The demo defines a yearsService method, using the same setGeneric-setMethod pattern. The function returns the number of years between a Person date-of-hire and the current date. The setGeneric registration code is:
setGeneric(name="yearsService", def=function(obj) {
standardGeneric("yearsService")
}
)
And the implementation is:
setMethod(f="yearsService", signature="Person",
definition=function(obj) {
hd <- as.POSIXlt(obj@hireDate)
today <- as.POSIXlt(Sys.Date)
yrs <- today$year - hd$year
if (today$mon < hd$mon || (today$mon == hd$mon &&
today$mday < hd$mday)) {
yrs <- yrs - 1
}
return(yrs)
}
)
The yearsService method uses the built-in POSIXlt function to convert the hireDate string variable to a structure that has year, mon and mday fields.
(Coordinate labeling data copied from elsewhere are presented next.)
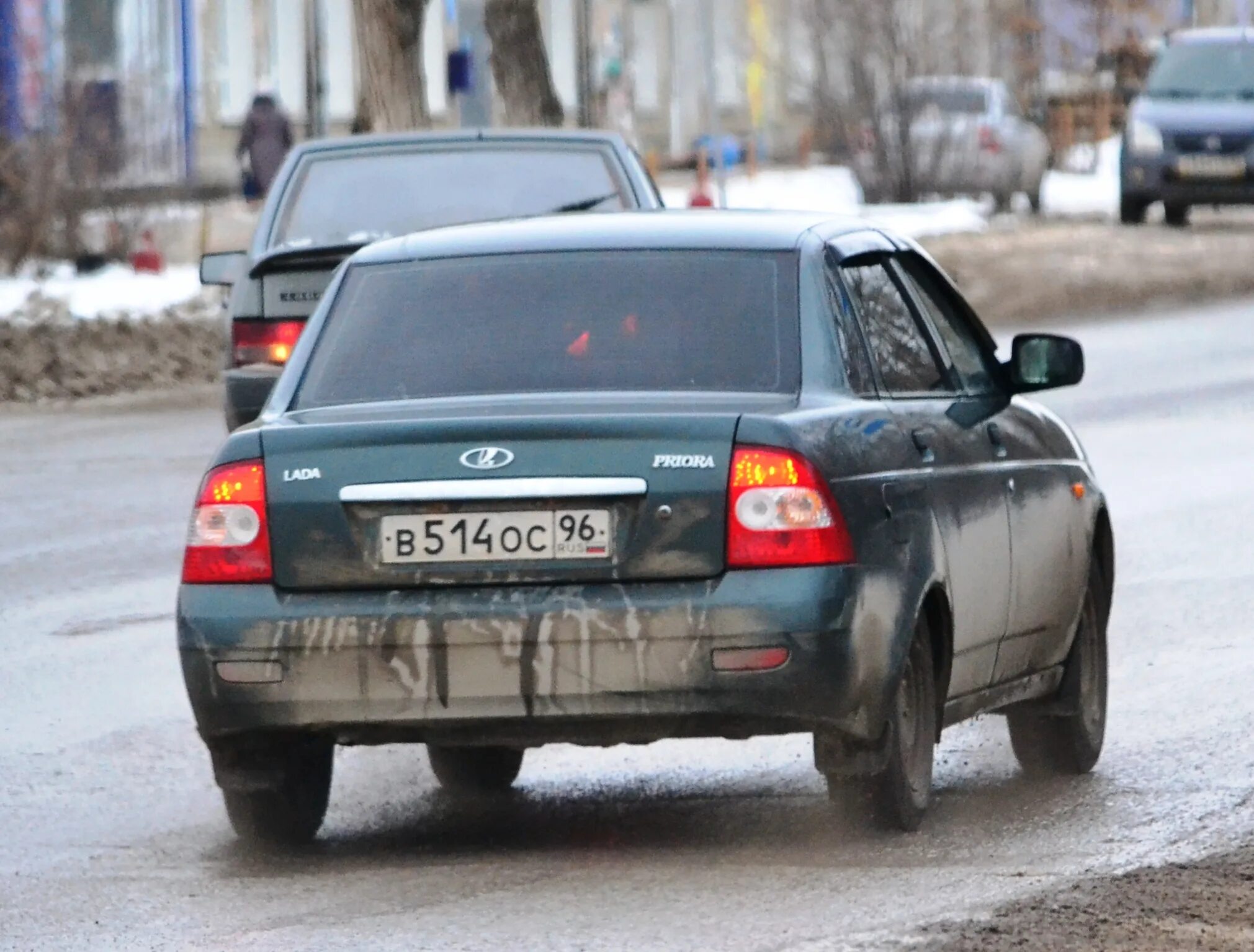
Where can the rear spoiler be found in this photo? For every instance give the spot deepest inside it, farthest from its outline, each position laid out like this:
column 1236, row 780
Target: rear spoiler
column 291, row 259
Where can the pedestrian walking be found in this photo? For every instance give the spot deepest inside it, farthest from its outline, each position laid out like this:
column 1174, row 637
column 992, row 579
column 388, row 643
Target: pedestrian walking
column 264, row 143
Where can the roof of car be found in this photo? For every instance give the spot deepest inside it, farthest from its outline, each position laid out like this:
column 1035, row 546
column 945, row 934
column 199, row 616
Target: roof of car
column 635, row 231
column 1214, row 34
column 586, row 137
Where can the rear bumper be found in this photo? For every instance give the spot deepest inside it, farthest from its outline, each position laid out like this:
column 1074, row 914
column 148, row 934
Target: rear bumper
column 527, row 665
column 248, row 389
column 1154, row 179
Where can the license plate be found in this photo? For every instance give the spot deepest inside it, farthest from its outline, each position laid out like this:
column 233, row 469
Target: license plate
column 497, row 536
column 1212, row 166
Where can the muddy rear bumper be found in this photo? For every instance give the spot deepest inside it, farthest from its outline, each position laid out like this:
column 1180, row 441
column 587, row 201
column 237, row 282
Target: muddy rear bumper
column 527, row 665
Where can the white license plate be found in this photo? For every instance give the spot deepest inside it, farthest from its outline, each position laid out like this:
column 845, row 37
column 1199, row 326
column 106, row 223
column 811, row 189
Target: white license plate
column 497, row 536
column 1212, row 166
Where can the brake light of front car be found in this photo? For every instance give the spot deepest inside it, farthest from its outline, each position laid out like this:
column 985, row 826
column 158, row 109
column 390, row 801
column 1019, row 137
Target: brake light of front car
column 264, row 341
column 781, row 513
column 228, row 540
column 990, row 141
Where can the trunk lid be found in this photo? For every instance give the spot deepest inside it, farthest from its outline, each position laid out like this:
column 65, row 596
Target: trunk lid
column 334, row 476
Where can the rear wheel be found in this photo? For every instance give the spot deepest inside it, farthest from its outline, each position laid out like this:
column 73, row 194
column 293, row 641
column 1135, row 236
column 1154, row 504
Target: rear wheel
column 1131, row 211
column 1034, row 197
column 1070, row 743
column 898, row 796
column 1175, row 215
column 291, row 812
column 475, row 770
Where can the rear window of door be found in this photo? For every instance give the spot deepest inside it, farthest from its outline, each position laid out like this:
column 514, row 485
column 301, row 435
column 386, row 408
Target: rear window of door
column 900, row 346
column 560, row 323
column 974, row 366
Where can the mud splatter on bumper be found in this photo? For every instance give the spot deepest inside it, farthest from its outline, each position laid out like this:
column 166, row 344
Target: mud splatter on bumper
column 523, row 656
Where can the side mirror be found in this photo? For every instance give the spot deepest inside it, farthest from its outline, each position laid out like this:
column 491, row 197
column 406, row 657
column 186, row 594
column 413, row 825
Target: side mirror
column 223, row 269
column 1045, row 362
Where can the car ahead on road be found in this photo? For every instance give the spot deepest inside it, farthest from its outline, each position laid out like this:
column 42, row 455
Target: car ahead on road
column 615, row 479
column 335, row 196
column 1190, row 136
column 967, row 137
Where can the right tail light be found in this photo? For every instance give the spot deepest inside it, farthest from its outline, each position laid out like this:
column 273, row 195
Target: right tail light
column 781, row 513
column 264, row 341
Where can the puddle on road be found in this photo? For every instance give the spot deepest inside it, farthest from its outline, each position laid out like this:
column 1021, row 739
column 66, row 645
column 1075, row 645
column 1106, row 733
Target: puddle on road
column 96, row 626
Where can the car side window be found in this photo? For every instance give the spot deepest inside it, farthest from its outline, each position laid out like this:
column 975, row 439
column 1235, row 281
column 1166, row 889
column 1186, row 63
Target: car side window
column 970, row 361
column 908, row 365
column 849, row 340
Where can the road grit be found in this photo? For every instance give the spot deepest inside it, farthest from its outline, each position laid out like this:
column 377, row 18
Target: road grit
column 1206, row 906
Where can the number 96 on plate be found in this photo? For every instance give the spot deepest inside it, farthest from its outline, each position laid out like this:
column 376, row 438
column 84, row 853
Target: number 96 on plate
column 497, row 536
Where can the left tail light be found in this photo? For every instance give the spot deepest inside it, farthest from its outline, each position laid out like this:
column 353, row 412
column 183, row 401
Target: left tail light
column 264, row 341
column 781, row 513
column 228, row 540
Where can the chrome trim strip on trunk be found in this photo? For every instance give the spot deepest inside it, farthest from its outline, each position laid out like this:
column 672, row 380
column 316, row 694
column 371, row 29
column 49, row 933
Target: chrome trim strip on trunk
column 526, row 487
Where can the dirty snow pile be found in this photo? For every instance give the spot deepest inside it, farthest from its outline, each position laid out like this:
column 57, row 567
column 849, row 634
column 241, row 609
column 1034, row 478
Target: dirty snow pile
column 833, row 189
column 113, row 291
column 48, row 352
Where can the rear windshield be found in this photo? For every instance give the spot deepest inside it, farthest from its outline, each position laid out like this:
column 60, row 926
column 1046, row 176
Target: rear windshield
column 553, row 323
column 1193, row 71
column 367, row 196
column 948, row 100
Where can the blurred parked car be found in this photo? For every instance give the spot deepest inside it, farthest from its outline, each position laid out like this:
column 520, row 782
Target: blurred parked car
column 1190, row 136
column 967, row 136
column 334, row 197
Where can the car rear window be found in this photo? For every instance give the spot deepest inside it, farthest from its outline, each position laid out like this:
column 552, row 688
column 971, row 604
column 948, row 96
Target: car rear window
column 557, row 323
column 1204, row 69
column 359, row 196
column 948, row 100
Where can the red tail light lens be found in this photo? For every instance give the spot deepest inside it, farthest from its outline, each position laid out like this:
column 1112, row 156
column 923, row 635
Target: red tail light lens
column 264, row 341
column 782, row 514
column 228, row 540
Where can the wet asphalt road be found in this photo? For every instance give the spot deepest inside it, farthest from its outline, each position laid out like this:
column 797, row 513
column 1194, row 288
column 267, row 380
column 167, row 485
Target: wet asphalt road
column 112, row 835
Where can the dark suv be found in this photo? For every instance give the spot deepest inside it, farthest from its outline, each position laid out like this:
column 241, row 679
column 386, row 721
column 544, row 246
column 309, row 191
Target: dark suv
column 1190, row 137
column 336, row 196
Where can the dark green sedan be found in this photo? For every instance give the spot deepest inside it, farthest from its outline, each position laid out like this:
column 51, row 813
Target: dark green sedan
column 627, row 478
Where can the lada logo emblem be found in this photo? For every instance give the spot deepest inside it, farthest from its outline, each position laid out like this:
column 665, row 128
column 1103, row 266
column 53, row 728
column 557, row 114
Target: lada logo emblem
column 487, row 458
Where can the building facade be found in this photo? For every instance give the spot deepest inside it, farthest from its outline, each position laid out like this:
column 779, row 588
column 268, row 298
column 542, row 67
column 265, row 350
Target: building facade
column 158, row 88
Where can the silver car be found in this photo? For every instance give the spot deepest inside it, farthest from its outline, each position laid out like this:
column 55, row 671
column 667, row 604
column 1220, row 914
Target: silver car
column 966, row 136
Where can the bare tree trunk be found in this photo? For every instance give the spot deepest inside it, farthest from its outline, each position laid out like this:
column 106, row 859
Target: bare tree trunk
column 519, row 63
column 390, row 53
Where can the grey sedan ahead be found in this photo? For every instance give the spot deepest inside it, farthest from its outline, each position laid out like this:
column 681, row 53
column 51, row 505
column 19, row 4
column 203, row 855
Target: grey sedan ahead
column 335, row 196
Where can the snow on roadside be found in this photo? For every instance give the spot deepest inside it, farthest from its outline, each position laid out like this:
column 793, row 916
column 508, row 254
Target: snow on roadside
column 114, row 290
column 834, row 189
column 1077, row 195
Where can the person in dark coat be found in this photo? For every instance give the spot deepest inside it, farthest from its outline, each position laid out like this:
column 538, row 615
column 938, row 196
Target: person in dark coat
column 264, row 143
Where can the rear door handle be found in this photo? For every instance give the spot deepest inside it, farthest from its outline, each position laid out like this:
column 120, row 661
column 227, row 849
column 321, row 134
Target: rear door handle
column 995, row 437
column 923, row 443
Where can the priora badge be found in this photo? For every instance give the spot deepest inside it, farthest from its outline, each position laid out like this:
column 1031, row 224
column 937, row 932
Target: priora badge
column 487, row 458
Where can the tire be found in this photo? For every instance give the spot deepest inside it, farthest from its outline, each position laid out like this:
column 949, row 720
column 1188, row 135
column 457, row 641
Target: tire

The calculation just subtracts year values, and then subtracts an additional year if the date of hire is before the current date.
To summarize, you define an S4 class using the setClass function. The "slots" keyword (replaces the deprecated "representation") defines field names and their types. You can optionally define a validity-check function, or implement a primitive form of inheritance using the "contains" keyword. All fields have public scope and are accessed using the "@" operator. You use setMethod to define an "initialize" function (replaces the deprecated "prototype") with an ".Object" parameter that sets initial field values. You use a pair of setGeneric and setMethod to define a class method.
Using an S4 Object
The demo program creates a Person object, like so:
cat("Creating Person p1 with initialize values \n\n")
p1 <- new("Person")
display(p1)
When an S4 object is instantiated using the built-in new function, if an initialize function for the class has been defined (as in the demo), it will be invoked behind the scenes and set initial field values. An alternative way to instantiate an S4 object is to call the class as a function, for example:
p2 <- Person() # alternate S4 instantiation
print(p2)
The official R documentation isn’t clear about why there are two instantiation mechanisms for S4, and doesn't provide much advice. I prefer to use the new function for S4 instantiation.
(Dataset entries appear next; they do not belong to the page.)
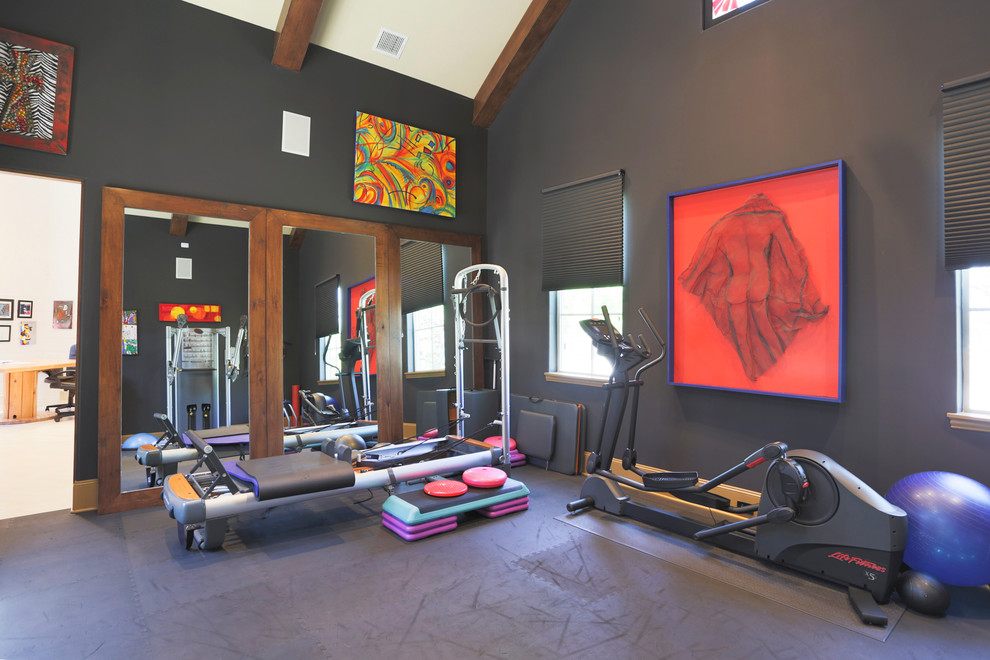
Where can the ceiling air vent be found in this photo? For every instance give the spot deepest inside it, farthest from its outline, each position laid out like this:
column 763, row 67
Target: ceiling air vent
column 390, row 43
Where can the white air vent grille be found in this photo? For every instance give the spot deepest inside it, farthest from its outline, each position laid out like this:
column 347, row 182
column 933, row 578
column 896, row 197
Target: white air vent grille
column 390, row 43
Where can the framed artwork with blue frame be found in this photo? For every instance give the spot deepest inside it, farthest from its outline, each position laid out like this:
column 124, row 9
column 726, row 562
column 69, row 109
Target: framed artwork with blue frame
column 756, row 284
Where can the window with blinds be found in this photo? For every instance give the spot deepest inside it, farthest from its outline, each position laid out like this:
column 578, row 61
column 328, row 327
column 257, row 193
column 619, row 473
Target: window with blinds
column 583, row 233
column 966, row 151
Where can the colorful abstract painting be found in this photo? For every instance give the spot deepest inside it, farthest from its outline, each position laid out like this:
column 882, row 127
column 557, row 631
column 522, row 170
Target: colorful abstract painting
column 756, row 285
column 62, row 315
column 35, row 91
column 169, row 312
column 403, row 167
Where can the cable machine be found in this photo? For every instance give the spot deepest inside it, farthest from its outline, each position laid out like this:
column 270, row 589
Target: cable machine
column 194, row 361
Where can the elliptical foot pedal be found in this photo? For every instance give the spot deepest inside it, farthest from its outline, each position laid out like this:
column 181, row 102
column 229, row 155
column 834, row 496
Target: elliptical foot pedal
column 669, row 480
column 866, row 608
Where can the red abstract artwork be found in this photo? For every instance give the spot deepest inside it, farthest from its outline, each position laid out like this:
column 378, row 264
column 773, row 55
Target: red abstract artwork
column 756, row 285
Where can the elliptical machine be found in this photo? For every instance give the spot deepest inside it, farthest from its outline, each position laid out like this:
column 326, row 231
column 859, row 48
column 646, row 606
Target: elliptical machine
column 813, row 516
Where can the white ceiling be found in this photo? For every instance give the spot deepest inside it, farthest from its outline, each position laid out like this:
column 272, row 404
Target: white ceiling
column 452, row 43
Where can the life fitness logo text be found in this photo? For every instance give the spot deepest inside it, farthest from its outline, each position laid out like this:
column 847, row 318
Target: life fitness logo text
column 849, row 559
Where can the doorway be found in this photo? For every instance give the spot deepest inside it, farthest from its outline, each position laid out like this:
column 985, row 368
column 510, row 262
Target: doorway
column 39, row 273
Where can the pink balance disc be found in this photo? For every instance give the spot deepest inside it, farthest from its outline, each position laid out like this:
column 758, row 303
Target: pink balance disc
column 484, row 477
column 496, row 441
column 445, row 488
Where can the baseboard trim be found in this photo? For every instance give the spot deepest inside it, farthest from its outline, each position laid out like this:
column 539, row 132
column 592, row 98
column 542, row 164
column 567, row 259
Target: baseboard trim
column 84, row 495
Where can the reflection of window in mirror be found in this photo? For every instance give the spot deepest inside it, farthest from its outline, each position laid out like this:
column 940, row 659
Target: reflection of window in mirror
column 425, row 337
column 329, row 357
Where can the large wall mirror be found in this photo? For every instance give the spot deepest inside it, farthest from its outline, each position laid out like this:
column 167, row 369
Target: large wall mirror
column 267, row 267
column 191, row 253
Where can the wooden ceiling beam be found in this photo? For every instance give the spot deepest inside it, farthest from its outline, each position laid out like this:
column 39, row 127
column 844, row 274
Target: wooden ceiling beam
column 179, row 225
column 294, row 32
column 522, row 47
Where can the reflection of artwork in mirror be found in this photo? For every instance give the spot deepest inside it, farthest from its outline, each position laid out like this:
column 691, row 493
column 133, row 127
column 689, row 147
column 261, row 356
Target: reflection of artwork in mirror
column 183, row 369
column 129, row 332
column 34, row 105
column 354, row 298
column 403, row 167
column 62, row 315
column 169, row 312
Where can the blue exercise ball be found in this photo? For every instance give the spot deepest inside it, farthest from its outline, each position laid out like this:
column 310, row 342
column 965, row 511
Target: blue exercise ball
column 135, row 441
column 948, row 526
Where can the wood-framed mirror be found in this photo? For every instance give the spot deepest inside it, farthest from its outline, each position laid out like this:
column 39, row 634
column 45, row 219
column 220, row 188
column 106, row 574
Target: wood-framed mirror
column 119, row 204
column 266, row 231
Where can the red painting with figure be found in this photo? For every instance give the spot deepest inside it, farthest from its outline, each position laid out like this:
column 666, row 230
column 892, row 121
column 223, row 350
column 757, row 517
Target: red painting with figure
column 756, row 285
The demo illustrates field access with this code:
cat("Setting p1 fields directly \n\n")
p1@empID <- as.integer(65565)
p1@lastName <- "Adams"
p1@hireDate <- "2010-09-15"
p1@payRate <- 43.21
display(p1)
It’s possible to define get and set methods for an S4 class, but because all fields have public scope, there's no advantage in doing so.
Next, the demo shows how to call a class method:
cat("Calling yearsService \n\n")
tenure <- yearsService(p1)
cat("Person p1 tenure = ", tenure, " years \n")
Notice that because the yearsService method was registered as a function that operates on a Person object, the method is called just like an ordinary built-in R function.
The demo concludes by showing S4 object assignment:
cat("Making a value-copy of p1 using '<-' \n\n")
p2 <- p1
cat("\nEnd OOP with S4 demo \n\n")
Here, object p2 is a value copy of p1 because S4 copies by value rather than reference. In other words, p2 is an independent duplicate of p1 and any changes made to p2 will have no effect on p1.
Wrapping Up
The demo code presented in this article should give you all the information you need to get up and running with S4 classes. When I need to write OOP code in R, I often have a difficult time deciding whether to use the S3, S4 or RC model. The RC model is much more like the C# OOP model I'm used to, but based on my experiences, most R programmers come from a strictly R programming background and feel more comfortable with S3 and S4. So, if I'm writing code intended for my own use only, then I'll usually use the RC model, but if I'm writing code for R programmers, I'll usually use S3 or S4.
In spite of the technical superiority of the S4 model over the S3 model, most of my colleagues prefer S3 to S4. I suspect that this is due mostly to the rather confusing documentation for S4, which in turn is due in large part to the many changes made to S4 since its introduction, such as deprecating "representation" and "prototype" in favor of "slots" and "initialize."